23. Ceza Dairesi 2015/11596 E. , 2016/11010 K.
"İçtihat Metni"MAHKEMESİ :Asliye Ceza Mahkemesi
SUÇ : Dolandırıcılık
HÜKÜM : TCK"nın 157/1, 62/1, 52/2, 51/2 maddeleri uyarınca 10 ay hapis cezası, zararın giderilmesi halinde erteleme 500 TL adli para cezası, vekalet ücreti
Dosya incelenerek gereği düşünüldü:
Sanık katılandan borç para almış ve borcuna karşılık katılana; kendisine borçlu olduğunu söylediği tanık ..."nu borçlu kendisini de kefil olarak göstererek düzenlediği 10.000 TL bedelli senedi verdiği, senedi verirken katılanı aldatacak şekilde tanık ..."nu yanına çağırdığı ve senedi ...."e imzalatır gibi davranarak şikayetçiyi ikna olacak şekilde düzenlendiği diğer yandan da ...."in soyadını senede Helvacıoğlu olarak yazdığı ve senedi katılana verdiği, akabinde borcun ödenmemesi üzerine sanığın senedi kendisinin düzenlemediğini beyan ettiği yapılan icra takibinde tanığın imzaya itiraz ettiği, böylece katılanı sahte senet düzenleyip hileli hareketler ile aldatan sanığın dolandırıcılık suçunu işlediği iddia ve kabul olunan olayda,
İddia, sanığın kaçamaklı ikrar içeren savunması, katılan beyanı, tanık anlatımı, senet örnekleri, bilirkişi raporları, tutanaklar, icra ile imzaya itiraz dosyası içerikleri ve tüm dosya kapsamına göre sanığın atılı suçu işlediğine yönelik kabulde bir isabetsizlik görülmemiştir.

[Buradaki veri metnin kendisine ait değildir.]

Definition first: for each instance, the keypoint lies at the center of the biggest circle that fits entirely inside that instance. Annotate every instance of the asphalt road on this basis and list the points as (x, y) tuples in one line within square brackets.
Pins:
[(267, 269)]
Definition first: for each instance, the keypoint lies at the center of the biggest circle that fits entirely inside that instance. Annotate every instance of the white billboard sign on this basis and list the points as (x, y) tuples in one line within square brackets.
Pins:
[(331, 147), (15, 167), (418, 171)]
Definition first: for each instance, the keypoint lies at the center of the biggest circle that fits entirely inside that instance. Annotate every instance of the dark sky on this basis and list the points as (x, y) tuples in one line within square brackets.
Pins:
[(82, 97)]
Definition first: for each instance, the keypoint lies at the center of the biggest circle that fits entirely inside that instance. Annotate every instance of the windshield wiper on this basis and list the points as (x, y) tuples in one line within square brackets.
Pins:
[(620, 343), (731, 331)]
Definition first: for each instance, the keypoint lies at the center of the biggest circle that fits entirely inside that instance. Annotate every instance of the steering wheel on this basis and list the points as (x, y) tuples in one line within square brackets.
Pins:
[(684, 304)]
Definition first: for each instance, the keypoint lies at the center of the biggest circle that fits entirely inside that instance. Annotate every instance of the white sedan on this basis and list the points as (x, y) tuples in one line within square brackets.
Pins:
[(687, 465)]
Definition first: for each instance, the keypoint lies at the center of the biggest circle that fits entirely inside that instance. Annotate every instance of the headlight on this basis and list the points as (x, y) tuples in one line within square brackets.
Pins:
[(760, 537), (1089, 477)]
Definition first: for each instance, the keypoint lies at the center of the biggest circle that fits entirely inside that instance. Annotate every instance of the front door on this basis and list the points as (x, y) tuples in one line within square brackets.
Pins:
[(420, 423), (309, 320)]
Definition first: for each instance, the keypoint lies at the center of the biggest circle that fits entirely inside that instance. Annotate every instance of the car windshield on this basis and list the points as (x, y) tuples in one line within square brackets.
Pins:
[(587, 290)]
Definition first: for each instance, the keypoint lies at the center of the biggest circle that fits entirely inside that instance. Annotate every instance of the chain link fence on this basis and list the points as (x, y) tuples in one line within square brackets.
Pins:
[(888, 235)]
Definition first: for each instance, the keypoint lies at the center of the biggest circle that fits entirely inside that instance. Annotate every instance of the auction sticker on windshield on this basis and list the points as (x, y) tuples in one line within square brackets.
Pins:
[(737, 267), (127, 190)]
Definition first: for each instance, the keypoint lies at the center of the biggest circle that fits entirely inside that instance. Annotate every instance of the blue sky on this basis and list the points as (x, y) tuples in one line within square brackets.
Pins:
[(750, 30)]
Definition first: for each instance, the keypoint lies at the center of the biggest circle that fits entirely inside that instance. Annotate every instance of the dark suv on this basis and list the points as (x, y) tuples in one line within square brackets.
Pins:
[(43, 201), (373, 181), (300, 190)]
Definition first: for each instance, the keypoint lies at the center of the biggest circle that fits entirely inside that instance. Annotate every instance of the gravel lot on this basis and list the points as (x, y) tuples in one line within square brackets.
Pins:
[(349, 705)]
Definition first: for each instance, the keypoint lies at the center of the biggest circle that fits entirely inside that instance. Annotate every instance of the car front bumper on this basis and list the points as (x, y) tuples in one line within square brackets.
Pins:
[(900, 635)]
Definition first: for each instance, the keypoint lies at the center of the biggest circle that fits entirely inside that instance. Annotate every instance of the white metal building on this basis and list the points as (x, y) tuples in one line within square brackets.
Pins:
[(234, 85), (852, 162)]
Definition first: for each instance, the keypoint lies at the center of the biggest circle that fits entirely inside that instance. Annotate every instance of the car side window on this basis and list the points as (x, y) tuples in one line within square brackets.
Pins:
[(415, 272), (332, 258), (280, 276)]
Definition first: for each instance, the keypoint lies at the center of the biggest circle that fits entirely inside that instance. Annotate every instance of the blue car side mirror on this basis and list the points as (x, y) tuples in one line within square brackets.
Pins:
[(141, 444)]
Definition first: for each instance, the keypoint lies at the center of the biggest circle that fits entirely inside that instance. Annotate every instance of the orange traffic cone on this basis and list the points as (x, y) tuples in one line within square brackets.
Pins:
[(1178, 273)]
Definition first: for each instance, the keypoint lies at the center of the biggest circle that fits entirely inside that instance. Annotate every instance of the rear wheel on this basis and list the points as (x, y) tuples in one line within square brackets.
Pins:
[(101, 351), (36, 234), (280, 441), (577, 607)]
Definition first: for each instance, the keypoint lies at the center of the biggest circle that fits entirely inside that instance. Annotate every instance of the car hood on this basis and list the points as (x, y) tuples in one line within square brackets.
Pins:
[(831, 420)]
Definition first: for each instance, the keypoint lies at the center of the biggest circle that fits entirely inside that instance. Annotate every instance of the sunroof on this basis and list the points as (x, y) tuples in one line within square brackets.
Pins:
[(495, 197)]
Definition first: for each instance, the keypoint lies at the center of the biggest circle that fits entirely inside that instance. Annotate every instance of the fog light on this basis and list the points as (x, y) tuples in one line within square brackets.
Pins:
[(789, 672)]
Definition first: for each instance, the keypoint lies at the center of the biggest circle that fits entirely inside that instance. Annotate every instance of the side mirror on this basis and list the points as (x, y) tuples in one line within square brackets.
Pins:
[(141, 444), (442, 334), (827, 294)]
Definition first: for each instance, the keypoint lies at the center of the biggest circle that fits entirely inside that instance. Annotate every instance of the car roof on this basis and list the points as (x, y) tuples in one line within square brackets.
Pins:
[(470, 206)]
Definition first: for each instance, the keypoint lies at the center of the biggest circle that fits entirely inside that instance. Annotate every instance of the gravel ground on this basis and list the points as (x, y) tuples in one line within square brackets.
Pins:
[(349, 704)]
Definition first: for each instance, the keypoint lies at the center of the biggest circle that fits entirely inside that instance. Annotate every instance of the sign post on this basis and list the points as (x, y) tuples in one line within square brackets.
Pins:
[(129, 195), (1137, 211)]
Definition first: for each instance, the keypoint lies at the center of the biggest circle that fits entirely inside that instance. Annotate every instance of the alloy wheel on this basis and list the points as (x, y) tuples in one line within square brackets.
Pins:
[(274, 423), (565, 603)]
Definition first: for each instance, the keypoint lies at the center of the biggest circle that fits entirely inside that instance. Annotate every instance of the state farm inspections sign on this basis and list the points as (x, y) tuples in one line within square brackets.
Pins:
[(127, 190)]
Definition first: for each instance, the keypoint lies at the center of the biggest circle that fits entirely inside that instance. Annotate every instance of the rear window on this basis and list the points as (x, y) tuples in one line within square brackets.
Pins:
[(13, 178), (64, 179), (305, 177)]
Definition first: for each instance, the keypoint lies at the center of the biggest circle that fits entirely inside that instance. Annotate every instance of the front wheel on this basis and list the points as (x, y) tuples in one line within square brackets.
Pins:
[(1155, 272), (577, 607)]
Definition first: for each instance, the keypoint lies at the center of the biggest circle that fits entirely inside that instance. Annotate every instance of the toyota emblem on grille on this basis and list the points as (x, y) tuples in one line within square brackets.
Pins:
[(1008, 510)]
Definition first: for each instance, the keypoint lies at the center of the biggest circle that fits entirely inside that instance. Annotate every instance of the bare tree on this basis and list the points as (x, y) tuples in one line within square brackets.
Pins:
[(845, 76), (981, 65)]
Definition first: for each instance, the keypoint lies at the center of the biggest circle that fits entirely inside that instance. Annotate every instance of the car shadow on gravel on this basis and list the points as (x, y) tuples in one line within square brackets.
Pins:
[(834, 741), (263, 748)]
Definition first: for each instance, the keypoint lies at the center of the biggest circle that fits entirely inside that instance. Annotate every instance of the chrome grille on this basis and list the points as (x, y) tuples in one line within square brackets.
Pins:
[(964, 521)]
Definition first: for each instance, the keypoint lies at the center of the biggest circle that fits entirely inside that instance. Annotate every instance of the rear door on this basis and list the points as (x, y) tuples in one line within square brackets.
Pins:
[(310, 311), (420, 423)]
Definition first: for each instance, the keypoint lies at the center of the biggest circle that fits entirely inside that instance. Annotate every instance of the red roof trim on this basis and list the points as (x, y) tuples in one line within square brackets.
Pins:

Sanık hakkında, TCK"nın 51/2. maddesine göre, cezanın ertelenmesi, mağdurun veya kamunun uğradığı zararın aynen iade, suçtan önceki hâle getirme veya tazmin suretiyle tamamen giderilmesi koşuluna bağlı tutulabileceği, koşul gerçekleşinceye kadar cezanın infaz kurumunda çektirilmesine devam edileceği, koşulun yerine getirilmesi hâlinde, hâkim kararıyla hükümlü infaz kurumundan derhâl salıverileceği hükmüne yer verildiği, malvarlığına yönelik bazı suçlarda etkin pişmanlığı düzenleyen aynı Kanun"un 168. maddesinde, failin, azmettirenin veya yardım edenin etkin pişmanlık göstererek mağdurun uğradığı zararı aynen geri verme ya da tazmin suretiyle tamamen gidermesi halinde mağdurun rızası aranmaksızın, kısmî geri verme veya tazmin halinde ise mağdurun rıza göstermesi koşuluyla ve etkin pişmanlığın gerçekleştiği yargılama aşaması dikkate alınarak ceza indirimi öngörüldüğü, öte yandan aynen geri verme veya tazmin tedbiri aynı Kanun"un 51. maddesinde bir koşul olarak gösterilmiş ise de, yasal bir indirim nedeninin, bundan yararlanmama iradesini ortaya koyan failin cezasını etkisiz kılacak biçimde aynen tazmin tedbir şartına bağlı tutulması imkanının bulunmadığı, böyle bir uygulamanın, mağdurun zararını soruşturma veya kovuşturma aşamalarında gidermeyen faillere yeni bir olanak tanırken, soruşturma veya kovuşturma aşamalarında zararı ödeyen sanık aleyhine ve adalete aykırı bir sonuç doğuracağı, maddenin düzenleniş amacının da bu şekilde yorumlanamayacağı gözetilmeyerek etkin pişmanlık hükümlerinden yararlanmayan sanık hakkında ertelemenin, katılanın uğradığı zararın giderilmesi şartına tabi tutulması aleyhe temyiz olmadığından bozma nedeni yapılmamıştır.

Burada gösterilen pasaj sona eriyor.